Since 2015 Community Restart Team have been delivering more and more sessions from the Care Network Hub. The sessions contribute to the delivery of the Care Network Hub being Blackburn with Darwen’s multi-agency hub and complement Care Network’s vision for a programme of activities which contribute to people feeling less isolated, being listened to and understood, feeling more reassured, better informed, less overwhelmed and better able to cope.

Community Restart Team are now delivering four offers regularly. These sessions are well received by the public and are making a very real contribution to the improvement of the mental health and wellbeing of residents in Blackburn with Darwen.

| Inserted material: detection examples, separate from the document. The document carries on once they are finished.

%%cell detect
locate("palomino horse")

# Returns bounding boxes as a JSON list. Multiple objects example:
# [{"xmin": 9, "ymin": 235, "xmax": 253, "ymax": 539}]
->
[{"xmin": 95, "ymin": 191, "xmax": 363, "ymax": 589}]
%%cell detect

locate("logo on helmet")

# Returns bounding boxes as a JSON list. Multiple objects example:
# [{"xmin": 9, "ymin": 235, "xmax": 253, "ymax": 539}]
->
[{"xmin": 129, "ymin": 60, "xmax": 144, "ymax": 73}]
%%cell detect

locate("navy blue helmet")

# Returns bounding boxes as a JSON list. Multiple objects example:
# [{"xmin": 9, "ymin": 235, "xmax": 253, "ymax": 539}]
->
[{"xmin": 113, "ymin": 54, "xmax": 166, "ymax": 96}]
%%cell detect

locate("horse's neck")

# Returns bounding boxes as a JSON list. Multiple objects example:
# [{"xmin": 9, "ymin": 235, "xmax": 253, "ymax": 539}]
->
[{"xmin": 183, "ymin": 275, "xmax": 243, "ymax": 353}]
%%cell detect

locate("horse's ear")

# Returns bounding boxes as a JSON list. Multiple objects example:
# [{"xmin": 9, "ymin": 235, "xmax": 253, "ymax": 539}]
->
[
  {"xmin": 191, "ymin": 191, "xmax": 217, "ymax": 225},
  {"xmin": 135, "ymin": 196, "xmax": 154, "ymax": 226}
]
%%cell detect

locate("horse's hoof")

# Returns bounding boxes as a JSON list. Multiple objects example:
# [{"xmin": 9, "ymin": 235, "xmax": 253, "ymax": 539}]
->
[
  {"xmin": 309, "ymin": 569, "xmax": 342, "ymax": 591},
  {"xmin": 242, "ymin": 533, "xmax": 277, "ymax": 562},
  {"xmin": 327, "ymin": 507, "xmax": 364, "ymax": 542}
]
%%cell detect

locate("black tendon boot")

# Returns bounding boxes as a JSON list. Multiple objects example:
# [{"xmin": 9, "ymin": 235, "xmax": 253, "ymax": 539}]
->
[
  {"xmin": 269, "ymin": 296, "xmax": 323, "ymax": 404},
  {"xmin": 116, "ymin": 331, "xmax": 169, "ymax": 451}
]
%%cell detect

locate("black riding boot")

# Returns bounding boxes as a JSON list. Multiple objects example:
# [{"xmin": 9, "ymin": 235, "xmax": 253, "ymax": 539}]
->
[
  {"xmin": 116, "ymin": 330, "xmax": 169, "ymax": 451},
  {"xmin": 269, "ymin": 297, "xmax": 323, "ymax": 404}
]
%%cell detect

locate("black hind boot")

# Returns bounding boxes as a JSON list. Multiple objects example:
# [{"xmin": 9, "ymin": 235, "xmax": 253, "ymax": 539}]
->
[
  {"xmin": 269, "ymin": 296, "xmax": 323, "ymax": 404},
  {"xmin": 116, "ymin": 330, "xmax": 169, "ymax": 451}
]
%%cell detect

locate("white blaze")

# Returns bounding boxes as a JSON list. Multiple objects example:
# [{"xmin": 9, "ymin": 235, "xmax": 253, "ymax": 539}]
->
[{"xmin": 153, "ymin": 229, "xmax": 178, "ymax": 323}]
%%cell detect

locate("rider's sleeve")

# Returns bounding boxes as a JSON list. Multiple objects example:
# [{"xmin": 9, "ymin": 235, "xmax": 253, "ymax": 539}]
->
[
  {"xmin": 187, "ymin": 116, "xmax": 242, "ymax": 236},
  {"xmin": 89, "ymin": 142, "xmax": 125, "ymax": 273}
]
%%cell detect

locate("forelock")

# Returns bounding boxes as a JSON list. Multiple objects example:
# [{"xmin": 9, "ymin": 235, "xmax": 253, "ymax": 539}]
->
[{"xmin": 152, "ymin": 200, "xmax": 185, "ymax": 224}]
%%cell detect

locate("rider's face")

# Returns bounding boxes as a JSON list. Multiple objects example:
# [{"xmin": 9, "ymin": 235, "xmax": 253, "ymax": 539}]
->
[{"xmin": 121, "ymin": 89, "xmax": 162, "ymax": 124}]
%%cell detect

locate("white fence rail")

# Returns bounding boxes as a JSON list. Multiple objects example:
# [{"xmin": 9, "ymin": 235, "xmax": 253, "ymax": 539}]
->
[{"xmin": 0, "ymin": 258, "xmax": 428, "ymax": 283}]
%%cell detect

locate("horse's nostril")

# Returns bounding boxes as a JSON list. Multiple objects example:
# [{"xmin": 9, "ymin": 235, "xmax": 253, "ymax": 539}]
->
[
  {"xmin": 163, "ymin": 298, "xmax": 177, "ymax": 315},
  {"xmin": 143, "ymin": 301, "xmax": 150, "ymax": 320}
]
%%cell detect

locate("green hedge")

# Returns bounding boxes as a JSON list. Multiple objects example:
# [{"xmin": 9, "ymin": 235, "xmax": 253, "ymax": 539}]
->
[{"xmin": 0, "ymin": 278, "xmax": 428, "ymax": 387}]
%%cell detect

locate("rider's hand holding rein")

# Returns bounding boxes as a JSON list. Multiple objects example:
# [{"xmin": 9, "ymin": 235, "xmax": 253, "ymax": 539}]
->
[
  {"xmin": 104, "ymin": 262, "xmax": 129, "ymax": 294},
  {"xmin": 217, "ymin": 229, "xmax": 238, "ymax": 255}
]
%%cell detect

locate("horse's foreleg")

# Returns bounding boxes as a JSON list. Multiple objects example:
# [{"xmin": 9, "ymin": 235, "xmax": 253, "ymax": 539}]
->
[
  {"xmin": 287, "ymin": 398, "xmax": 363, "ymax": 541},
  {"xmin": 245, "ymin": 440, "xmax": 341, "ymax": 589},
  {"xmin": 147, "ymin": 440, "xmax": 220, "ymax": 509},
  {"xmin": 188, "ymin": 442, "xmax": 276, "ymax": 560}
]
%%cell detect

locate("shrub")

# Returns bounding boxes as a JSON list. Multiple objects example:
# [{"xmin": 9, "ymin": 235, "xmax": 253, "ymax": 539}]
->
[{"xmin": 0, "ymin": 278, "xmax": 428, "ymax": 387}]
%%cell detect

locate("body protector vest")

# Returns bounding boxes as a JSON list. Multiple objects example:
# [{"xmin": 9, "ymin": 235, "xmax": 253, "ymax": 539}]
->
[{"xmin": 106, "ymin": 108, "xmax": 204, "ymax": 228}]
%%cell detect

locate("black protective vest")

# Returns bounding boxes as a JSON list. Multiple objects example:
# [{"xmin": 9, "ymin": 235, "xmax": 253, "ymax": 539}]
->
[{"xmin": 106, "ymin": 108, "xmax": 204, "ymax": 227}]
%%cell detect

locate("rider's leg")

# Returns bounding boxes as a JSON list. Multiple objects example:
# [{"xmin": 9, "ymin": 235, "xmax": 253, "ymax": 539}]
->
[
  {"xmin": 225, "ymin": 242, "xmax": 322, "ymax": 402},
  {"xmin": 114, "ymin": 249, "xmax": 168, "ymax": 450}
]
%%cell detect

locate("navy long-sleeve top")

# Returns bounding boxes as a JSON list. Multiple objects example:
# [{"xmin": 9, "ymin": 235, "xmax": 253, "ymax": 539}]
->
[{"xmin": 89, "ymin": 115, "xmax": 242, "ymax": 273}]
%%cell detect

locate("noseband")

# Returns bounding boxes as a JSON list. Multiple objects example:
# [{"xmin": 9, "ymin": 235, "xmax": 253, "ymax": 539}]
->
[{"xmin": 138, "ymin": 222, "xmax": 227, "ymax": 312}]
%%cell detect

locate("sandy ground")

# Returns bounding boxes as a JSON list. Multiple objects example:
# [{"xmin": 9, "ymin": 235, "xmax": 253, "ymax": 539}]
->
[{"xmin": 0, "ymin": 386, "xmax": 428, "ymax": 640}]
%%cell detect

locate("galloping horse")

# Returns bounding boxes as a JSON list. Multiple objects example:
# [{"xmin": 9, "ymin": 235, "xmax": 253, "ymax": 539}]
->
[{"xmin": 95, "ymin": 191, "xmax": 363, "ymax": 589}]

  • Circles OCD Peer Support Group: A successful monthly session for people with OCD to meet up with others who have gone through similar experience, started September 2015
  • Wellbeing Advice Point: Waj uses the Wellbeing Advice Point to promote the other sessions and to offer wellbeing advice around the principles of co-production and the five ways to wellbeing, two access points every month, started October 2016
  • Polska - Polish Peer Group: Waj has supported volunteers to start a new Polish Peer Support Group, they have designed a poster and are putting them up in the community, and have created name badges and T-shirts, and are also starting a polish breakfast morning at the Bureau. Waj is impressed with their professionalism and says they’re a ‘breath of fresh air’. Started June 2017, weekly
  • Wellness Recovery Action Plan (WRAP): A six week course to help people improve their quality of life. Thirteen people registered on the first course, ten completed. A further twelve people are on a waiting list for the next course. First six week course started June 2017

Wajid Bashir, Community Development Worker at the Community Restart Team has been the force behind the different offers being delivered from the Care Network Hub, he explains why he thinks the partnership is working so well

I think it’s helpful for people just to have someone to speak to, face to face, when does anyone get that these days? My skills and expertise are in mental health and wellbeing, I know the local mental health services and the support available for people and I can help people navigate these services. I also know about housing and employment which can impact on people’s wellbeing. I can also signpost to the different drop in’s that happen at the Care Network Hub, like volunteering.

Waj adds why he believes peer support and shared learning really benefits people

During the WRAP course people realise that they’re not on their own, that there’s others in the same boat. The course participants have started a WhatsApp group and meet up weekly at a coffee shop. I don’t want to run a course and the end of the course is the end of the work, part of their wellness recovery action plan that they’ve developed themselves has been to continue to meet up. This is a continuation of the work they’ve done. I could see the friendships developing - this is a great outcome for the group. It’s not the end, it’s the beginning.

He’s also really happy about the Wellbeing Advice Point

It’s been going well. I’ve supported all ages, a real spectrum of people. There’s a chap who comes in to see me at each drop in. At the last drop in he came and said to me ‘I’ve got nothing to talk to you about today, but I’m really happy, I feel like I’ve got less problems’. For myself and the rest of the Community Restart Team Peer Support and Social Inclusion is so important. The sessions I run from the Care Network Hub all complement this. The team are very accommodating. There’s a feel good factor here, and from a community perspective I feel like residents are being listened to and understood, they have someone to come and speak to directly, which is really important.